In a recent paper, it was shown that the Covarying Coupling Constants and Tired Light (CCC+TL) hybrid model yields the Hubble parameter H(z) that is substantially different from its measured value using differential aging of quiescent galaxies as cosmic chronometers (CC). It was claimed that the fit of the CCC+TL model to the H(z) data results in a best-fit value for the parameter α, defining the strength of the co-variation of the constants, disagreeing with that for the SN~Ia data at the 6σ level. In this paper we re-examine the assumptions underlying such a comparison. Cosmic-chronometer measurements are designed to be independent of cosmological priors, but they nevertheless rely on stellar population synthesis models, isochrones, and age-dating calibrations developed within standard stellar-evolution physics. Therefore, even before introducing any specific correction factor, the present CC compilation cannot be regarded as a model-independent falsification of CCC+TL without recomputing the relevant stellar population models in that framework. In the absence of such a recalculation, we ask a more limited question: what type and magnitude of modification to the effective differential-age relation would be sufficient to remove the claimed tension?

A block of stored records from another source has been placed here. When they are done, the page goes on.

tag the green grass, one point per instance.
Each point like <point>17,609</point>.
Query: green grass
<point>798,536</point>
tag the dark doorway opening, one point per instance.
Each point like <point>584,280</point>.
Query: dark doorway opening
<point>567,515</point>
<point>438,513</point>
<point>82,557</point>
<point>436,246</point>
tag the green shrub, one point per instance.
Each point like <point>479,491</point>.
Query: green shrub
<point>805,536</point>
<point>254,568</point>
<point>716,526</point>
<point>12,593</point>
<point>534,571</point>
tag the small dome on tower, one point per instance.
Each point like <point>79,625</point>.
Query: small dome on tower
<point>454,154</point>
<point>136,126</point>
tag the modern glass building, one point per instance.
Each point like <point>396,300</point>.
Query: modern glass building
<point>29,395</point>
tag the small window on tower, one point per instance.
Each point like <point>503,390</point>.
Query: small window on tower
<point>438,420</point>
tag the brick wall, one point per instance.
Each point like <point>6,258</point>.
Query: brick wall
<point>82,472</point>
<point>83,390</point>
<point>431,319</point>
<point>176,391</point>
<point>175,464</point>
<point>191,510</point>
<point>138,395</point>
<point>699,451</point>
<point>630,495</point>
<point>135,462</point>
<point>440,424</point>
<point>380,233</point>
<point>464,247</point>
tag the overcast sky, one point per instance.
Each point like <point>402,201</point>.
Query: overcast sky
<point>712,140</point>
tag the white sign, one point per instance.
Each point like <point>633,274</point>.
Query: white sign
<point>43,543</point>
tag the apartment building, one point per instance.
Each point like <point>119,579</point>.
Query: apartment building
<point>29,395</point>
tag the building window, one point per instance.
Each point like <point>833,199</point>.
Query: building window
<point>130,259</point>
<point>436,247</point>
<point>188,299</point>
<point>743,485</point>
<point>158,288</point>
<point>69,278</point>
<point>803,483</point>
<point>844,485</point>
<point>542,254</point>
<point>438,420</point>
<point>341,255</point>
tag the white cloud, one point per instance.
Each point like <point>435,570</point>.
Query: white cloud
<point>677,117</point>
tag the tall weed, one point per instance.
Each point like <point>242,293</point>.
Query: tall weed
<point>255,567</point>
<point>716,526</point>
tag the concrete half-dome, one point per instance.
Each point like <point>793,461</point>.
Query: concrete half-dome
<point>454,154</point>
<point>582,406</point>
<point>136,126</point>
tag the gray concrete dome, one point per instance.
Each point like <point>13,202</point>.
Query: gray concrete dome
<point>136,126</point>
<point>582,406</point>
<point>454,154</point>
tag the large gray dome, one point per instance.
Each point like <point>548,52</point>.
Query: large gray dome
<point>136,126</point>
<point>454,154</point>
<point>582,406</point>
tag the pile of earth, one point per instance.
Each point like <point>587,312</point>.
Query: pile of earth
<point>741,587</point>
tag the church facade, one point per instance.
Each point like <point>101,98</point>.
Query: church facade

We show that a phenomenological factor of the form (1+zt)-3 with zt being the TL contribution to the observed redshift, motivated by the scaling of gas cooling times for galaxy formation in the CCC+TL framework compared to ΛCDM, is sufficient to reduce the apparent discrepancy in α to 0.13σ. Since zt = 0 for the stellar model primarily developed from local stellar observations, the stellar-aging methods may be unable to verify (1+zt)-3 dependence.